After leaving the military, and despite being involved in or responsible for investigating many airplane crashes, Eugene immediately took right back to the air. He landed a job with Pan American World Airways as a pilot. He flew long haul routes all over the world to exotic places. With the Nazi threat now neutralized, a civilization rebuilding, and America now a superpower, young Eugene seemed to have the world in his hands.
Now I’ve been told that statistically speaking, air travel is the safest mode of travel known to man. You’d have to, again statistically speaking, fly cross country every single day for something on the magnitude of a thousand years before you’d be involved in a crash. Our friend, Eugene, however, is a bit of an outlier. No more than two years into his life as a hot shot civilian pilot for a major international airline, 3rd Officer Eugene found himself “deadheading” on board a Lockheed L-049 Constellation on Pan Am Flight 121. He and the rest of the plane’s passengers and crew left Karachi on June 18th, 1947 destined for Istanbul. Several hours into the flight, Eugene ended up behind the cockpit in order to give the captain a break. During his time in command, he experienced an engine malfunction, so he shut one of the plane’s four engines down. The captain, upon returning to the cockpit, determined that the plane would move along just fine with the three remaining engines, so he continued on course to Istanbul rather than turning around to land at a local air strip.
At 10:00 pm that night, Pan Am Flight 121 hovered somewhere near Baghdad, Iraq when the plane radioed to local airfields their exact position. The engines, it seemed, were overheating, and the L-049 struggled to maintain altitude. An hour and a half later, the second engine caught fire. The captain directed Eugene to prepare the passengers and crew for a possible crash landing as he guided the aircraft towards an air strip in Syria. As screams of panic began to fill the cabin of the distressed airplane, Eugene did his best to calm everyone. He’d been through this situation a time or two, of course. He instructed a stewardess to remain seated as she tried to move around the airplane, an order that would save her life.

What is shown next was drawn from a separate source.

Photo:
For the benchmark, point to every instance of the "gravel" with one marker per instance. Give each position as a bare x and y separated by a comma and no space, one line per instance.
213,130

Just before 3:30 am on June 19th, somewhere near the Euphrates river in the deserts of Syria, one of Pan Am Flight 121’s engines fell from its harness, leaking fuel and stoking a massive fire on the wing of the plane. Eugene comforted another screaming passenger as the plane crashed to the ground. He suffered broken ribs, but seven crew and eight passengers lost their lives. Eugene sprang into action and helped to yank survivors out of the burning wreckage before taking command of the site when he realized the captain was dead.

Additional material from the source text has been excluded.